Enfin, une réflexion sur la structure des molécules ou la connaissance de marqueurs et voies de signalisation impliqués dans la genèse des maladies peuvent aussi guider des repositionnements. Ainsi, la découverte de gènes à l’origine à la fois de certains Alzheimer et de certains Parkinson permet d’envisager le repositionnement d’antiparkinsoniens dans la maladie d’Alzheimer.
La controverse sur l’hydroxychloroquine a montré que tous les projets de repositionnement n’aboutissent pas. Pourquoi ?
Pr P. D. : La difficulté est de pouvoir évaluer par des tests fiables l’efficacité de la molécule dans la nouvelle indication envisagée. Dans le Covid-19, alors que des activités antivirales ont été observées in vitro avec divers médicaments bien connus, dont l’hydroxychloroquine, cette efficacité n’a pas été retrouvée lors du passage à des modèles plus complexes, in cellulo ou in vivo.

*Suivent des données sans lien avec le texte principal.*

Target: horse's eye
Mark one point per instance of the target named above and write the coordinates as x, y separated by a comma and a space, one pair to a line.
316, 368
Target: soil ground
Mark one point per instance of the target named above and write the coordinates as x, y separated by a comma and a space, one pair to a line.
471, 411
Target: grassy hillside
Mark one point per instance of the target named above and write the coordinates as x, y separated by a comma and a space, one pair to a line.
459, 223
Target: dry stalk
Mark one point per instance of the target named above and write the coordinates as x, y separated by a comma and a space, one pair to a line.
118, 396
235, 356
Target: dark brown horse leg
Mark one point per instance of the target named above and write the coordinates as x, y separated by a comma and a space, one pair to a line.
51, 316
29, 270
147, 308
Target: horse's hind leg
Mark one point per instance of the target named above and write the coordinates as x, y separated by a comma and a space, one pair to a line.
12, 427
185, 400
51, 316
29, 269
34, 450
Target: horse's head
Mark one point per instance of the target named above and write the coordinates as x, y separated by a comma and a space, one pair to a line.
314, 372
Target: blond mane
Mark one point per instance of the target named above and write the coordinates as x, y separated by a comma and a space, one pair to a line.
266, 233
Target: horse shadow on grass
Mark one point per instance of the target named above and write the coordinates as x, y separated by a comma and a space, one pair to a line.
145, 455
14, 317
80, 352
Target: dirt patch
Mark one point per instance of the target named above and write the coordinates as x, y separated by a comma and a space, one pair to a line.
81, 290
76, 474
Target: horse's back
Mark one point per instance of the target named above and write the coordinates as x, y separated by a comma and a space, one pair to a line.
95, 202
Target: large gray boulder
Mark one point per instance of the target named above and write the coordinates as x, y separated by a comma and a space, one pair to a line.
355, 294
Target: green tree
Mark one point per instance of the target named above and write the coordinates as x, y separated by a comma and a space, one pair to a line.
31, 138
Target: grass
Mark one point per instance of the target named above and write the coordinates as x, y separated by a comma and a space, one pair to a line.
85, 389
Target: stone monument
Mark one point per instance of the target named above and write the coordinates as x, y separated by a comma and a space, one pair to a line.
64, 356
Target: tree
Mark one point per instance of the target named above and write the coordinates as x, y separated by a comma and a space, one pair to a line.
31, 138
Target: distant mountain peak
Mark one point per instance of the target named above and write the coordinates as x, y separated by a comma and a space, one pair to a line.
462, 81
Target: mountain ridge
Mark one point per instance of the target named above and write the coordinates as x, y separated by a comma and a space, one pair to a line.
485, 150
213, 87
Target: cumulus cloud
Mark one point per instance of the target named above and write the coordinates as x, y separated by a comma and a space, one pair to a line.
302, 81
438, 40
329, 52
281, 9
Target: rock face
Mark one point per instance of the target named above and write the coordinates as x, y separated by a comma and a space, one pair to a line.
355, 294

Quelles sont les autres limites ?
Pr P. D. : D’abord, la faiblesse de la propriété intellectuelle peut décourager les laboratoires. En fait, les repositionnements sont souvent proposés pour de vieilles molécules tombées dans le domaine public, par d’autres entreprises que le fabricant initial. Ainsi, seuls des brevets d’application – et non des brevets d’invention – peuvent être déposés. Une parade consiste cependant à innover du point de vue de la galénique, à modifier la posologie, la formulation, etc.
Un autre risque est que l’annonce de résultats provoque une ruée vers les pharmacies, une utilisation non contrôlée de médicaments disponibles dans des indications encore non validées. C’est ce qui s’est passé avec l’hydroxychloroquine.
Finalement, le repositionnement, certes très prometteur et probablement encore sous-exploité, n’est pas suffisant : tous les traitements qui émergeront dans le futur ne seront pas issus du repositionnement, et le drug design a encore de beaux jours devant lui. À noter cependant l’existence d’une approche intermédiaire, qui consiste à observer la structure et les effets indésirables d’un médicament existant et à modifier ce principe actif de façon à amplifier ces effets afin de les rendre thérapeutiques dans d’autres indications : la SOSA (Selective Optimization of Side Activity). Cette démarche a par exemple permis de développer, à partir d’anti-hypertenseurs qui provoquaient des cauchemars, la famille des antidépresseurs inhibiteurs de la sérotonine. De même, c’est la modification d’un anti-histaminique H1 trop sédatif qui a permis d’obtenir un neuroleptique célèbre : la chlorpromazine, surnommée « camisole chimique ».